Radio Classics
- Broadcast area: United States Canada
- Frequency: Sirius XM Radio 148

Programming
- Format: Old-time radio

Ownership
- Owner: RSPT LLC

History
- First air date: 2002

Technical information
- Class: Satellite Radio Station

Links
- Website: www.siriusxm.com/radioclassics

= Radio Classics =

American radio network

Radio Classics is a US old time radio network owned by RSPT LLC. It provides the programming content for Sirius XM Radio's 24-hour satellite radio channel of the same name. Radio Classics also syndicates the Radio Spirits-branded program When Radio Was to over 200 terrestrial radio stations. Radio Classics has a monthly online subscription service, providing subscribers with unlimited streaming and twenty hours per month of downloads of old time radio shows that have appeared on past When Radio Was, Radio Super Heroes, Radio Movie Classics, or Radio Hall of Fame (special edition of When Radio Was that focuses on National Radio Hall of Fame inductees) installments.
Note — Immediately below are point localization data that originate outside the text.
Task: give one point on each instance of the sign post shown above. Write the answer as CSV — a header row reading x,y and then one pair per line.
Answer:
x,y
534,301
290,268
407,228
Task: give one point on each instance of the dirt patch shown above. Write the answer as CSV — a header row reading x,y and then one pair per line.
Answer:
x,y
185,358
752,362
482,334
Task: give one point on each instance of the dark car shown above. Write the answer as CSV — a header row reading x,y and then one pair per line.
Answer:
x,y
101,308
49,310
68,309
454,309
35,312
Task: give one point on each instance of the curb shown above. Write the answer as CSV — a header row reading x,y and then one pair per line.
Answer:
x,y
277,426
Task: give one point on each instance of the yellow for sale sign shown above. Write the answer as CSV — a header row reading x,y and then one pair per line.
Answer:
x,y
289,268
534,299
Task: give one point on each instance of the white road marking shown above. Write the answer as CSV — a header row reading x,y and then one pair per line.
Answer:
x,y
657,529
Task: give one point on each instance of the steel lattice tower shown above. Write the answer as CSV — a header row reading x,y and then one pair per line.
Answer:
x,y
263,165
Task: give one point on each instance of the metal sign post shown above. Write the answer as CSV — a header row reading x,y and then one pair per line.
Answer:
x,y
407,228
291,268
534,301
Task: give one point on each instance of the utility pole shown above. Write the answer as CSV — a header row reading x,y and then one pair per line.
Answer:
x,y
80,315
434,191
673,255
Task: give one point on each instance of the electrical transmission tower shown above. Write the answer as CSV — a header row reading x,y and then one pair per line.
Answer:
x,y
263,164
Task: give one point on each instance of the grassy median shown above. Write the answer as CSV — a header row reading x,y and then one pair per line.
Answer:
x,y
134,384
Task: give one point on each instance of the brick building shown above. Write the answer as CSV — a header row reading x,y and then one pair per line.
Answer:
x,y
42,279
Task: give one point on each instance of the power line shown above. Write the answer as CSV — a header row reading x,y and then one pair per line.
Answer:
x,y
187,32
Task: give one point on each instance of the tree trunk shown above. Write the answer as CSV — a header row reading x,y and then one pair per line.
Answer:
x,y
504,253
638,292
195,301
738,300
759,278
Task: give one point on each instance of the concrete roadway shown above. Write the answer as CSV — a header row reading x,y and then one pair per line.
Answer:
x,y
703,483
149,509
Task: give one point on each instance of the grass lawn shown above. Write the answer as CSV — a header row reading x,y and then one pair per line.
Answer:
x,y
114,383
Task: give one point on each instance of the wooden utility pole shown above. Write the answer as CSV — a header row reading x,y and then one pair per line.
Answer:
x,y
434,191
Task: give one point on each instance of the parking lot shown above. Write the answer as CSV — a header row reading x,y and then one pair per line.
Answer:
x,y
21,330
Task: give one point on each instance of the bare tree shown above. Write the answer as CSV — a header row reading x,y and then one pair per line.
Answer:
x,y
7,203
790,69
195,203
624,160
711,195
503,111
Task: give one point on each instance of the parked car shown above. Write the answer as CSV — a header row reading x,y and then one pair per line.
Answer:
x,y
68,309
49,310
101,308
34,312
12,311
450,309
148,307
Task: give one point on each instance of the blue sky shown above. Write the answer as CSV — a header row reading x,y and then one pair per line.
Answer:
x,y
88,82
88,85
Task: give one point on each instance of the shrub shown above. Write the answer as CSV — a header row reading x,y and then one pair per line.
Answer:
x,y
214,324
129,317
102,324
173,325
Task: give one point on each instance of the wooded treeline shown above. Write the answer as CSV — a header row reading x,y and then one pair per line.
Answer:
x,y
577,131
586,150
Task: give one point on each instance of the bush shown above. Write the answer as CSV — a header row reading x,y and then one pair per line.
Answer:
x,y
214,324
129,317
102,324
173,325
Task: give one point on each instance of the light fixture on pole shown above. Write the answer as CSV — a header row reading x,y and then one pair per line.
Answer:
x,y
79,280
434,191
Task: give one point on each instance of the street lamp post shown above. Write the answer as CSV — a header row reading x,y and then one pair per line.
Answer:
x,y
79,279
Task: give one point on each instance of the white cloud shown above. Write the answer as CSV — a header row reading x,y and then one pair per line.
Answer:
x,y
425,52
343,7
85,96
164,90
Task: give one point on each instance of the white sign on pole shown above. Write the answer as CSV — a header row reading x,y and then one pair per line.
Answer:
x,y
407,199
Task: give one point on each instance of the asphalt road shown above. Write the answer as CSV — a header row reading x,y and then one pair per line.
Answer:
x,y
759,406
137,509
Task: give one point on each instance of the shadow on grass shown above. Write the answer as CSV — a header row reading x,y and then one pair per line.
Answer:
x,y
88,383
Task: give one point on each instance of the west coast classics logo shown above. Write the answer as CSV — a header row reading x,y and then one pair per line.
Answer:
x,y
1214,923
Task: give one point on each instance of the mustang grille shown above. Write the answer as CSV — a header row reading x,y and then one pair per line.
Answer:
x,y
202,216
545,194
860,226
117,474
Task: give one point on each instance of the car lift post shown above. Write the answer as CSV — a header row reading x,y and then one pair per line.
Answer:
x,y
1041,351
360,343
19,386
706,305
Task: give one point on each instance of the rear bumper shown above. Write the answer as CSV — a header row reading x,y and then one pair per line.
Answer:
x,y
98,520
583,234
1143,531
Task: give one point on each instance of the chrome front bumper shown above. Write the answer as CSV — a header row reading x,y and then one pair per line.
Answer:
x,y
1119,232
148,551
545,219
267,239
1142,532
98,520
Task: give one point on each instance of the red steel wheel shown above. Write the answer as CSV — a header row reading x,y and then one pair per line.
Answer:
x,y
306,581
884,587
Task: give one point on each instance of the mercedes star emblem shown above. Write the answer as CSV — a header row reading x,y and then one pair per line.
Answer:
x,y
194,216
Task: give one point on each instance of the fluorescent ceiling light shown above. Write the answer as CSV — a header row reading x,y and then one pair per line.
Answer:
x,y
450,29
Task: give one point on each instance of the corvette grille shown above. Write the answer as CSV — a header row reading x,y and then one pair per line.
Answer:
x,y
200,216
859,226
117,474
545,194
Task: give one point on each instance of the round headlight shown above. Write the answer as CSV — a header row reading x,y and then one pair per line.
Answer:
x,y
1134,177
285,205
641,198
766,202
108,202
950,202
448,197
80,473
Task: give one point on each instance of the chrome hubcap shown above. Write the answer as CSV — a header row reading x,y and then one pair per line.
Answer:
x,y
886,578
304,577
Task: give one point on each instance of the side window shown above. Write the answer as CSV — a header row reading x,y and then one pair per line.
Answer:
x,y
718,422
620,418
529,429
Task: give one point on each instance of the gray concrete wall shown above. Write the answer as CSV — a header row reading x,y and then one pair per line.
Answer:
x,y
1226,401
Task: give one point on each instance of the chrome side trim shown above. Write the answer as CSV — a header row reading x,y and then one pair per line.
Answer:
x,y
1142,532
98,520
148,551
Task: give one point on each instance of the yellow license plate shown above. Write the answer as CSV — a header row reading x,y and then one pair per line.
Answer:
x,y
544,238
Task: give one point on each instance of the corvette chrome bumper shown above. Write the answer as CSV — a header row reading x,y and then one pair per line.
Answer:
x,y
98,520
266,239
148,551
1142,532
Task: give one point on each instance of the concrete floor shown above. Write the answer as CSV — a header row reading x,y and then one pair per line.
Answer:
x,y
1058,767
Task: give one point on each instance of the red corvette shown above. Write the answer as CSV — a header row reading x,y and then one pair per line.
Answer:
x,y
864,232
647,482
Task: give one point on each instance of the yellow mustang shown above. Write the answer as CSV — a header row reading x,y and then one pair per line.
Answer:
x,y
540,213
Shows broadcast by Radio Classics include The Jack Benny Program, Abbott & Costello, Gunsmoke, The Mysterious Traveler, and The Shadow. Hard-boiled noir detectives such as Philip Marlowe, Richard Diamond, and Johnny Dollar are also featured.

The Sirius XM channel, carried on channel 148 on XM (where it was on channel 164) and Sirius (where it was on channel 118), is hosted by Greg Bell, who had previous radio experience as a program director, news director, sports director, anchor, and reporter. Shows are played in two-hour blocks of programming which are rotated in different time slots during the week. This allows the audience in various time zones to be able to hear a show at convenient times. Commercials and Sirius XM promos are played before, after and during the old radio shows, though the amount of advertising time does not exceed eight minutes per hour. Occasionally, the original vintage commercials are broadcast, though the majority of the spots are modern commercials provided by Sirius XM and/or their sponsors.

Prior to February 1, 2009, XM and Sirius had separate Radio Classics channels, with different programming on each. They were combined as part of the larger merger between the two satellite radio services.